O governador do Banco de Portugal, Carlos Costa, recebeu da Caixa, em julho do ano passado, a auditoria aos atos de gestão no banco público. Mais de meio ano depois, e após a divulgação de notícias sobre a sua presença em reuniões que aprovaram créditos ruinosos para o banco público, o supervisor informou que pediu escusa sobre as decisões decorrentes das conclusões da auditoria especial feita pela EY.
“Tendo em conta que o seu mandato na CGD está incluído no período que foi objeto de análise na auditoria da EY à CGD (2000-2015), o governador comunicou ao Conselho de Administração do Banco de Portugal a sua intenção de não participar nas decisões do Banco de Portugal decorrentes das conclusões desta auditoria”, informou ontem a instituição.
O esclarecimento surge depois de um artigo da Sábado ter citado atas de reuniões do conselho de crédito da Caixa. Os documentos revelaram que Carlos Costa esteve presente e não se opôs à concessão de empréstimos a Joe Berardo, a Manuel Fino e a Vale do Lobo, que se revelariam ruinosos.
Apesar do pedido de escusa, o comunicado indica que “durante todo o período em que exerceu funções de administrador na CGD, o governador não teve responsabilidades nas áreas de crédito, risco, acompanhamento de clientes ou de controlo e auditoria interna”.
No entanto, houve antigos administradores do banco que não passaram no crivo da avaliação da idoneidade devido às conclusões constantes na auditoria especial da EY. Essa terá sido a razão para que Norberto Rosa e Pedro Cardoso não tenham recebido o aval do supervisor para integrarem as equipas de gestão de BCP e Bison Bank, respetivamente.
Carlos Costa pediu ainda à gestão da Caixa, em julho do ano passado, para reavaliar a idoneidade de atuais administradores que fizeram parte de equipas de gestão no período analisado pela EY. Mas, segundo o Jornal Económico, Carlos Costa escapa a esse mesmo exame, o que estará a causar desconforto no BdP.
Segundo o ministro das Finanças, a CGD pediu ao Banco de Portugal para coordenar o processo da auditoria especial. Mas isso foi rejeitado porque o supervisor considerava que seria exorbitar as suas competências. Isto apesar de na legislação o BdP ter poder para avançar com essas auditorias. A instituição não quis comentar se a passagem de Carlos Costa pela CGD foi o motivo para essa re-cusa.
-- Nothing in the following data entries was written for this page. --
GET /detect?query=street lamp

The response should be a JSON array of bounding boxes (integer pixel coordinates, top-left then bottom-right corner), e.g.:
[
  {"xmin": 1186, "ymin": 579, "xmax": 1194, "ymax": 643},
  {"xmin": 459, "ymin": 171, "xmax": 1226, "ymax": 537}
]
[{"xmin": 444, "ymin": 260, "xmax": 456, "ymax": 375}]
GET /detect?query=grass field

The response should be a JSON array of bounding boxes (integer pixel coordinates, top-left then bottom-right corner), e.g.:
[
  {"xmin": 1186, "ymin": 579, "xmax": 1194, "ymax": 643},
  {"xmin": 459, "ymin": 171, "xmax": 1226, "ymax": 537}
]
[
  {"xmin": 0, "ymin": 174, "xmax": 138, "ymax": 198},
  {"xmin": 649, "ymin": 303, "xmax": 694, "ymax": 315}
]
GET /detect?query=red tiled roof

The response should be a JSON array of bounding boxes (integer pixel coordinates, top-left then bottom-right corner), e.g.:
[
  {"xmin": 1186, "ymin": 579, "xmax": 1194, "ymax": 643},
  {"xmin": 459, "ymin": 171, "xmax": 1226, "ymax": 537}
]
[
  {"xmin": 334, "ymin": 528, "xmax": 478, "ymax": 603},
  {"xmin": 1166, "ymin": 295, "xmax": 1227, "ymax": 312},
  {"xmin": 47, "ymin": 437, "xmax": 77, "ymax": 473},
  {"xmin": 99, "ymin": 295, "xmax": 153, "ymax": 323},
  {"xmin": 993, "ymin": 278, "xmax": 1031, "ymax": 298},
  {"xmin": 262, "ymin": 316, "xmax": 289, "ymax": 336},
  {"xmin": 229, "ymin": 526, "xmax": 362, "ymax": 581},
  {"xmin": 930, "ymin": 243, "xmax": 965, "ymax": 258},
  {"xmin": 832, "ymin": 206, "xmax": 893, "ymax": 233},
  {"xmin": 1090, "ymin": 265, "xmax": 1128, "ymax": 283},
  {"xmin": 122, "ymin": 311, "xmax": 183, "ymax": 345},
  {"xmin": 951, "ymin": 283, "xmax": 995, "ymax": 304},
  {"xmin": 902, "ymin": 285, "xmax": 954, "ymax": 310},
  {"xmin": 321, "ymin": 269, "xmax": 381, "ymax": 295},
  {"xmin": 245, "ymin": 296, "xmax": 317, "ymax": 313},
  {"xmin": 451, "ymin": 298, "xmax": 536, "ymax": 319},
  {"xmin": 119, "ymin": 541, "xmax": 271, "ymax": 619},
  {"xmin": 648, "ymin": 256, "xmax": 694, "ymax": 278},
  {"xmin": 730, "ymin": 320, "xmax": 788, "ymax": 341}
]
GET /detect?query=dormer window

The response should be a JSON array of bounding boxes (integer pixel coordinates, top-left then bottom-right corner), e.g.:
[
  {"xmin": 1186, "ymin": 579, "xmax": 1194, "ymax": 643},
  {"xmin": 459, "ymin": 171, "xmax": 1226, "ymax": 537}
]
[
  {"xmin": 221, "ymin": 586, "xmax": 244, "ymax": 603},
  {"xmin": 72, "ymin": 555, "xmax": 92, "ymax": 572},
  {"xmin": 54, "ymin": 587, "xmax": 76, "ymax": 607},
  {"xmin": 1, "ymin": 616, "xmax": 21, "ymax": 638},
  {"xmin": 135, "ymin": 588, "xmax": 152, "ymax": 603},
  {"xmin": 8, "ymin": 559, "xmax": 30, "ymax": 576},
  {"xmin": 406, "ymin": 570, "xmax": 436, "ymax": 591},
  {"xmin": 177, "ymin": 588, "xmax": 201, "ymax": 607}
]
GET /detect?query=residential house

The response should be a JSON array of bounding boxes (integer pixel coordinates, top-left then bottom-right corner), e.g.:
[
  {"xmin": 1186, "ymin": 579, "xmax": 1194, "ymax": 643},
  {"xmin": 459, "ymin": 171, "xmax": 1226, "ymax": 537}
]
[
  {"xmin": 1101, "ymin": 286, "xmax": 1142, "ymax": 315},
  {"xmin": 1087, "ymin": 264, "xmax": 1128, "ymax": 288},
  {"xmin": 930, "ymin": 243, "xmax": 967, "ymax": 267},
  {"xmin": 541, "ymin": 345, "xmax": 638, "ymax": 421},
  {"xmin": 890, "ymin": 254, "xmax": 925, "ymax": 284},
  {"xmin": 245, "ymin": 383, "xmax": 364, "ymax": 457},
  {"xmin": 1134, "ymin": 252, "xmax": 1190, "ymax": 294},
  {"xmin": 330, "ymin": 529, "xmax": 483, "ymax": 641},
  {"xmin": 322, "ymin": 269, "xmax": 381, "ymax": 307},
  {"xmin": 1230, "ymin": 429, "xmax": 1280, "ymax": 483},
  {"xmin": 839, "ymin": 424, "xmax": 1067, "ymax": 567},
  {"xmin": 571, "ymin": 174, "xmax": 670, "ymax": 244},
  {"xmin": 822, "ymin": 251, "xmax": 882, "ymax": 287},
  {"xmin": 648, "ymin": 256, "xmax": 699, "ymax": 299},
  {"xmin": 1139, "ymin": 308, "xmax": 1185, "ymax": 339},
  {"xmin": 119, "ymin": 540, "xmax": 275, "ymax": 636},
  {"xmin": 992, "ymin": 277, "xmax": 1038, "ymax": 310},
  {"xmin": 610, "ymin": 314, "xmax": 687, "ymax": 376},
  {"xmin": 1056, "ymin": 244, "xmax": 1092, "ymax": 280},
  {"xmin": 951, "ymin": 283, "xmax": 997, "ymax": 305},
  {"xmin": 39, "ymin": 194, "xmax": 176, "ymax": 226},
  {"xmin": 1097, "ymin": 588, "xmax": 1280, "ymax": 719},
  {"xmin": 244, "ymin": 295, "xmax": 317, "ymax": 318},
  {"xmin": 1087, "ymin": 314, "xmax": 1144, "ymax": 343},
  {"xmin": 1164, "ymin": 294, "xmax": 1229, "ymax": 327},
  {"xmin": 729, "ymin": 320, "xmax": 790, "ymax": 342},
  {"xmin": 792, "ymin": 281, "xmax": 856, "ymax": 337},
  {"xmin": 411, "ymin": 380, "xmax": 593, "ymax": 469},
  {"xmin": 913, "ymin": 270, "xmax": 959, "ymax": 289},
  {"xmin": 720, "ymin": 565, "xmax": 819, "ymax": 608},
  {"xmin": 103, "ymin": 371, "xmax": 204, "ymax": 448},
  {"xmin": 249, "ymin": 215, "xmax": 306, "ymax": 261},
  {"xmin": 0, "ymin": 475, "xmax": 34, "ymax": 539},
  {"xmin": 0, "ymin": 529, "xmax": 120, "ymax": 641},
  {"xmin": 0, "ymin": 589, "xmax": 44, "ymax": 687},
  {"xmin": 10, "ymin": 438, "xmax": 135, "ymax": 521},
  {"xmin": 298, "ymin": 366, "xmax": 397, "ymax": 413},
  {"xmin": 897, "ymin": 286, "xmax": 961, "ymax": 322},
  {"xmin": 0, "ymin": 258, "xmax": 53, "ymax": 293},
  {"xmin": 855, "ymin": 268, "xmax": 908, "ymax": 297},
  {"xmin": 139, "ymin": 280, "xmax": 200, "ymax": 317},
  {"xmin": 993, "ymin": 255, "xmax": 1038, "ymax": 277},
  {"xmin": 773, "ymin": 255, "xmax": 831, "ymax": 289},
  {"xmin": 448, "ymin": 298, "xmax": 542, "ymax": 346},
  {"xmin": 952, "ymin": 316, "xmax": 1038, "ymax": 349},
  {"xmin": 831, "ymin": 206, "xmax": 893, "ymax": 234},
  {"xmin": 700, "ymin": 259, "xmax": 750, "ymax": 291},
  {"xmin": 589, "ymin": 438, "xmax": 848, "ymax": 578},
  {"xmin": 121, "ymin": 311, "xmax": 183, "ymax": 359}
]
O BdP também não explica os motivos pelos quais o governador não foi submetido ao processo de reavaliação de idoneidade. Mas o governador diz estar disponível para prestar esclarecimentos no Parlamento.
Bloco quer exoneração
Não é a primeira vez que Carlos Costa está sob pressão. Em 2016, Mário Centeno acusou-o de “falha grave” na transmissão de informação sobre o caso do Banif. Esse é dos poucos argumentos que podem ser utilizados para exonerar o governador do BdP. Mas, apesar da acusação, Centeno não iniciou o processo de exoneração.
Agora, após o pedido de escusa, o Bloco de Esquerda vai avançar com um projeto de resolução para que o governo tome as diligências necessárias para exonerar o governador. “A gota de água é que chegámos ao ponto em que o governador pede escusa”, diz Mariana Mortágua, deputada do Bloco, ao Dinheiro Vivo. Acrescenta que “a avaliação de idoneidade está a ser feita para outras pessoas. Só falta um que é Carlos Costa”. A deputada diz que “não vemos motivos para que o governo abdique do poder que tem”.
Mas esse processo corre o risco de esbarrar no BCE. O BdP obedece aos estatutos do sistema europeu de bancos centrais. Estes definem que “um governador só pode ser demitido das suas funções se deixar de preencher os requisitos necessários ao exercício das mesmas ou se tiver cometido falta grave”. Tanto o governador como BCE têm depois dois meses para interpor recurso.
Em casos passados, o banco central liderado por Draghi tem contestado as decisões tomadas por governos para demitir banqueiros centrais. Em Chipre, o antigo governador Panicos Demetriades sofreu fortes críticas do governo por causa da crise bancária. O BCE avisou Nicósia contra as pressões políticas no banco central. Ainda assim, Demetriades acabaria por se demitir. O BCE avançou para a justiça europeia para contestar a decisão das autoridades letãs, no âmbito de uma investigação num caso de corrupção, de impedir a saída do país do líder do banco central do país, Ilmars Rimsevics.